0. Markov Decision Process formally describes agent<>environment setting
0. Reminder: Environment is fully observable. What does that mean?
0. All RL problems can be formulated as such
0. Markov Property (reminder):
$$ P[ S\_{t+1} \bigm\vert S\_{t} ] = P[ S\_{t+1} \bigm\vert S\_{1},S\_{2},...,S\_{t} ] $$
 * What is the interpretation?

### Transition Matrix

\\(\rho\_{ss'} = P[ S\_{t+1} = s' \bigm\vert S\_{t} = s]\\).

This formula represents the probability transition between any two states. The probability of going to s' when you are at state s.
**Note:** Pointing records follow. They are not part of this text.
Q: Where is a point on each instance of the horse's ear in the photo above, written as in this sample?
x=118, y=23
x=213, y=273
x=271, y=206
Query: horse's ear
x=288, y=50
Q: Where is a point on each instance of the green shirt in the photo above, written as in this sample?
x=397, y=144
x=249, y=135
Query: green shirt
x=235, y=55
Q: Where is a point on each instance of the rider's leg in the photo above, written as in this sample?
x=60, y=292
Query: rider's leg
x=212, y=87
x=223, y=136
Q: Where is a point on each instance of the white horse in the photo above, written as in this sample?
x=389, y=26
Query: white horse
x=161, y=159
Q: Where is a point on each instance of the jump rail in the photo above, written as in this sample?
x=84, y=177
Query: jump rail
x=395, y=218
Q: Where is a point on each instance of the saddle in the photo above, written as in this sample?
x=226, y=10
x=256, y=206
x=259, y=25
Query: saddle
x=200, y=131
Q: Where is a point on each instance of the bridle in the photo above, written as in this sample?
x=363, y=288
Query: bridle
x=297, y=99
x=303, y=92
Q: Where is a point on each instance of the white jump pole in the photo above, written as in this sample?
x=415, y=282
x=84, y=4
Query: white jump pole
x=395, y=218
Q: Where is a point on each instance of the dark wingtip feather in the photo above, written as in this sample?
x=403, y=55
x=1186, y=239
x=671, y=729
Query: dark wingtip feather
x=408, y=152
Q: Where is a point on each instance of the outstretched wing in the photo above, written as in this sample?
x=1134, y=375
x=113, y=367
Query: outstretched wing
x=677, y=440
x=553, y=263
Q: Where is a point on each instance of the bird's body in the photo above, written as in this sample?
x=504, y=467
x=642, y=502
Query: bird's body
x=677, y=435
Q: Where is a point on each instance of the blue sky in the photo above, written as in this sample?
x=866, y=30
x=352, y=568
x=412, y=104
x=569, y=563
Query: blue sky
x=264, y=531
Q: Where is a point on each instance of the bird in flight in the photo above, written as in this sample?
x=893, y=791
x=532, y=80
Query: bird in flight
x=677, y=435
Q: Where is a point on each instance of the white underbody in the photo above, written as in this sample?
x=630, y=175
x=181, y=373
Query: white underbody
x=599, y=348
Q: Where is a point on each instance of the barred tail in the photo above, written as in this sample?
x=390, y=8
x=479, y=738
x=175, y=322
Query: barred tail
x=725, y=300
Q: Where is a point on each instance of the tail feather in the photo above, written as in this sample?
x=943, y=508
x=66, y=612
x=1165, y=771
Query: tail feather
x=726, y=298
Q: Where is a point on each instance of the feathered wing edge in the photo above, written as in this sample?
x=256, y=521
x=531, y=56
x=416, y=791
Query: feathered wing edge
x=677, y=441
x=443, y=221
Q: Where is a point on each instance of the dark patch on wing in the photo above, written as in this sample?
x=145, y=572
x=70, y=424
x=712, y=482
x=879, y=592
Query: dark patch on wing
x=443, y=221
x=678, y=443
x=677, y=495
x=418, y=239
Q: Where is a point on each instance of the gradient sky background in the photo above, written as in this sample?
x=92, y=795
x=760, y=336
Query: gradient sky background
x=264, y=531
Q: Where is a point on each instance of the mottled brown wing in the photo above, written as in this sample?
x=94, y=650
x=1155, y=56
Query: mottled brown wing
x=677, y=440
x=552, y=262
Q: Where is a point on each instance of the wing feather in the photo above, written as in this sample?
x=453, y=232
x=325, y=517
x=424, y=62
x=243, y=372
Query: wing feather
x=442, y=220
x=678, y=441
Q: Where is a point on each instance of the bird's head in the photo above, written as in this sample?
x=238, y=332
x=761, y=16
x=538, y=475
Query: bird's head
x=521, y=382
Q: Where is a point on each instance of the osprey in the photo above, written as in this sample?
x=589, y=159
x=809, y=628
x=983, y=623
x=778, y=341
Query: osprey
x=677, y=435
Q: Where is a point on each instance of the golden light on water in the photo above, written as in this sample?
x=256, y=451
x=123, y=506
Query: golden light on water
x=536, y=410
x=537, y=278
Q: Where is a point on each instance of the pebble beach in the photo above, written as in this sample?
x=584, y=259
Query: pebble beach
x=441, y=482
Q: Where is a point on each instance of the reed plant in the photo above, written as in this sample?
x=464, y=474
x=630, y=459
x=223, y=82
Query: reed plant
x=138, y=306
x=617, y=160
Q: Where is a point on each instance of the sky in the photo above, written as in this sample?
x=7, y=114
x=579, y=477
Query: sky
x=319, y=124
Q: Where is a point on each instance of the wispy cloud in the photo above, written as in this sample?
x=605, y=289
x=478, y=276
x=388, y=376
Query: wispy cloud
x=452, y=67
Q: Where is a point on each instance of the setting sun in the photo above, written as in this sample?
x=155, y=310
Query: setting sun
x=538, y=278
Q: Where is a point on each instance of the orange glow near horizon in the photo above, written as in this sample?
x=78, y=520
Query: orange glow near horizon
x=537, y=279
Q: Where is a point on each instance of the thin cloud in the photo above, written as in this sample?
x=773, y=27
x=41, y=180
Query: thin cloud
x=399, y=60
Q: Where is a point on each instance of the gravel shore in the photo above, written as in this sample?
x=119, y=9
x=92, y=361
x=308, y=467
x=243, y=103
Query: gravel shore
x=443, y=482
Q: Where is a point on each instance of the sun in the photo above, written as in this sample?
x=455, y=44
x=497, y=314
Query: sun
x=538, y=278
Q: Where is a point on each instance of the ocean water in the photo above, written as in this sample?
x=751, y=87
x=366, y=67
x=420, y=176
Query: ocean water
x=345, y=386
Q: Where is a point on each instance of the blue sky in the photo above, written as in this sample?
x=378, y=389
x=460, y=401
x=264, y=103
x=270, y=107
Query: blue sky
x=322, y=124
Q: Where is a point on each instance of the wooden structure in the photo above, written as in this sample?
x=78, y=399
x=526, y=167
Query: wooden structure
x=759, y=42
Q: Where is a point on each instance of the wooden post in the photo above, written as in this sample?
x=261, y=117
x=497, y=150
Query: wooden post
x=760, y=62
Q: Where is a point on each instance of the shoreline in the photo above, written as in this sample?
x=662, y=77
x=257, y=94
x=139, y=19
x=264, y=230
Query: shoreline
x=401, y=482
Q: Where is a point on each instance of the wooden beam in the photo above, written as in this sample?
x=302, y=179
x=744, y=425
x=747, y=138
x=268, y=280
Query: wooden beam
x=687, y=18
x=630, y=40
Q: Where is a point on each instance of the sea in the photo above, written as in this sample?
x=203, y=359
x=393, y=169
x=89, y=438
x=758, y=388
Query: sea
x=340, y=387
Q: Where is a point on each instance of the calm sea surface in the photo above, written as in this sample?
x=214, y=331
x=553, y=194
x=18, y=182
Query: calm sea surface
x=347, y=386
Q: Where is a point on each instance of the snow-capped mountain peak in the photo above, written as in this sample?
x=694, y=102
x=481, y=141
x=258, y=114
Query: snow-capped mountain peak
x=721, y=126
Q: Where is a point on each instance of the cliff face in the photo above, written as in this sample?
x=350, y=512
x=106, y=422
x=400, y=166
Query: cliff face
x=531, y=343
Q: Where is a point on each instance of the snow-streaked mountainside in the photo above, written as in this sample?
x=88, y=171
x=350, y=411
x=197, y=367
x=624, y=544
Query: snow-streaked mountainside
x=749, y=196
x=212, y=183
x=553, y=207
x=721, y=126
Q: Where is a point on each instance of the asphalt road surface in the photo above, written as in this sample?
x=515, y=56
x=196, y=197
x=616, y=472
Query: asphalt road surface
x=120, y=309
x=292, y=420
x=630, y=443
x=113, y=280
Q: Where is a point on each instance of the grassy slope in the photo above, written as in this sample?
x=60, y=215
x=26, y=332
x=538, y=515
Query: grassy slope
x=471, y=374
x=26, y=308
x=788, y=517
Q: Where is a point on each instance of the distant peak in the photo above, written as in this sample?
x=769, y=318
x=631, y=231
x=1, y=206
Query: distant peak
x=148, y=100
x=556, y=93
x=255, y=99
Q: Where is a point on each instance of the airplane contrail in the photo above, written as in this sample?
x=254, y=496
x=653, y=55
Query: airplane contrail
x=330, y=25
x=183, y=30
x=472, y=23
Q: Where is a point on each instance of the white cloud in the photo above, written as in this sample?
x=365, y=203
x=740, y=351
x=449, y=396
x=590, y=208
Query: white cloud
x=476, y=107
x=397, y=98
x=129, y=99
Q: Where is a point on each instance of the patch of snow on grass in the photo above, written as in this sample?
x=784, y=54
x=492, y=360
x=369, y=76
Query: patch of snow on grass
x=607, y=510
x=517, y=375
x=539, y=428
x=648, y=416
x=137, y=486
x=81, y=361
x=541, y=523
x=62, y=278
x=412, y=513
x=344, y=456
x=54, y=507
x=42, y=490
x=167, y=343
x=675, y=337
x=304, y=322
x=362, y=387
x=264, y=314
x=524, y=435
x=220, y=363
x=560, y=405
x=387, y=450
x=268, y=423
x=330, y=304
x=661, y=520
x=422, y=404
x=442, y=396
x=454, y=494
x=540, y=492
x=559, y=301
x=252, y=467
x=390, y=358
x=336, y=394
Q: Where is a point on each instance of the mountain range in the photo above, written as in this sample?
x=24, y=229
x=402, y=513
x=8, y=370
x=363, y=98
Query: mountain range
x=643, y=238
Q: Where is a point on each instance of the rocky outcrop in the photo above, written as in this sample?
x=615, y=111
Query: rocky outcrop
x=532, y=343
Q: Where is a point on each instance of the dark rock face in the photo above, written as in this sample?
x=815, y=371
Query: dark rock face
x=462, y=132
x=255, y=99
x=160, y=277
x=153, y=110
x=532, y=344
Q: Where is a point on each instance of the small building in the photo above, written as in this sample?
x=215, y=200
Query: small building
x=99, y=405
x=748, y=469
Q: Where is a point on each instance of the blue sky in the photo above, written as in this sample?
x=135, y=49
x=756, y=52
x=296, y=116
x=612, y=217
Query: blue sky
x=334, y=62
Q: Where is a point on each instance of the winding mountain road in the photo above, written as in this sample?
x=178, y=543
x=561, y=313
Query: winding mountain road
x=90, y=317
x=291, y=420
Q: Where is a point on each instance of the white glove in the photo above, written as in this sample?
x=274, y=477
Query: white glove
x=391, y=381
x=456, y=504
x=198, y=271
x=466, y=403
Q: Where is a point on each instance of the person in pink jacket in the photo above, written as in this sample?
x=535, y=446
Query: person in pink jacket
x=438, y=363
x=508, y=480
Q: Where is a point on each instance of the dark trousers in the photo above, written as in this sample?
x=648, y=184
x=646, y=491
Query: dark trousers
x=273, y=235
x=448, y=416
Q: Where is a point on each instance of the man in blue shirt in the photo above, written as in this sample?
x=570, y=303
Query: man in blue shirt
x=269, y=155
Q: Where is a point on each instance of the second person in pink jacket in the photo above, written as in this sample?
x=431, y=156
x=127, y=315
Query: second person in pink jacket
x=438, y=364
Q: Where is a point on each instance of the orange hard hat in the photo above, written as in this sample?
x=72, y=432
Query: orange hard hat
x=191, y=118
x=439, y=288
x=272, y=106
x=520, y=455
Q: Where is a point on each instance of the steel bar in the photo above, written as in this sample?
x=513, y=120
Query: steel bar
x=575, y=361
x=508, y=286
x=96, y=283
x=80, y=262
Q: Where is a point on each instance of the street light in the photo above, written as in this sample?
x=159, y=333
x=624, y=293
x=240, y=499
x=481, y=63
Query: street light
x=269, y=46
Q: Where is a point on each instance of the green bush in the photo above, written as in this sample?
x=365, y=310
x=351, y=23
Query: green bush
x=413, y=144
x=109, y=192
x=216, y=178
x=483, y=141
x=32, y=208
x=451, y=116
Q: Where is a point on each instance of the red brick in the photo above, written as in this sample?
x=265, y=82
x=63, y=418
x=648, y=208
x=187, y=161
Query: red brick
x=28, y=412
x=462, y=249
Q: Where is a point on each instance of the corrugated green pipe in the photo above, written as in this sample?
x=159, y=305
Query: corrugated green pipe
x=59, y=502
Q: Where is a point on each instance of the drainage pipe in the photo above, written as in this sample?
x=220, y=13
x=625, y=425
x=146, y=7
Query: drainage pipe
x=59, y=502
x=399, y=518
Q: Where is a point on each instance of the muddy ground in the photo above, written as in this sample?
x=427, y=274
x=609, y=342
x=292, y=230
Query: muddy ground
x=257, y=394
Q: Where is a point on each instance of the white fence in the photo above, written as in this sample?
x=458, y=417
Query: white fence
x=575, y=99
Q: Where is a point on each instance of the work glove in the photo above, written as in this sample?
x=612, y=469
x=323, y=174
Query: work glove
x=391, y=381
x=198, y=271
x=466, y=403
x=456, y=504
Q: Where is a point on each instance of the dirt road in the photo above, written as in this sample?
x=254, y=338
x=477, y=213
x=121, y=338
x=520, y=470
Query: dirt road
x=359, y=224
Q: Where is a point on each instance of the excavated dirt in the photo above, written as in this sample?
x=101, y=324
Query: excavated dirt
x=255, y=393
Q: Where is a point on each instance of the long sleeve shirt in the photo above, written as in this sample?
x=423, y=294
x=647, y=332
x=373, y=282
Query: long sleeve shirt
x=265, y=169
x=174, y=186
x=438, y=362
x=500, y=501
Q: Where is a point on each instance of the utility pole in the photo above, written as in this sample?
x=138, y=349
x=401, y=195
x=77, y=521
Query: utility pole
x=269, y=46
We can summarize all of the transitions in a matrix:

\\(\rho = \begin{pmatrix} 
\rho\_{11} & \rho\_{12} & ... & \rho\_{1n}
\\\ .
\\\ .
\\\ .
\\\ \rho\_{n1} & \rho\_{n2}& ... & \rho\_{nn} \end{pmatrix} \\)

**Question:**
<br/>
What can you say about sum of each row and columns?
<br/><br/><br/>
**Markov Process** also known as Markov Chain:

0. It is tuple \\(\langle S,\rho \rangle\\)
0. S is finite
0. \\(\rho\\) is state transition probability matrix

### Exercise 1 ###
<br/><br/>
![MDPs](https://files.training.databricks.com/images/rl/mdps.png)
<br>
For above graph:
0. Write \\(\rho\\), the state transition probability matrix.
0. What is the probability of ending in F given you are at state S?
0. What is the probability of ending in F after two tries given you are at state S? What are the assumptions behind your answer?

### Markov Reward Process ###
Markov Reward Process is a Markov chain \\(\langle S, \rho, R, \gamma \rangle\\) such that:
0. \\(P[ S\_{t+1}, R\_{t+1} \bigm\vert S\_{t} ] = P[ S\_{t+1}, R\_{t+1} \bigm\vert S\_{1},S\_{2},...,S\_{t}]\\)
0. \\(R\\) is a **reward function**. That is \\(R\_{s} = E[R\_{t+1} \bigm\vert S_{t} = s]\\)
0. \\(\gamma\\) is a discount factor. \\(\gamma \in [0,1]\\).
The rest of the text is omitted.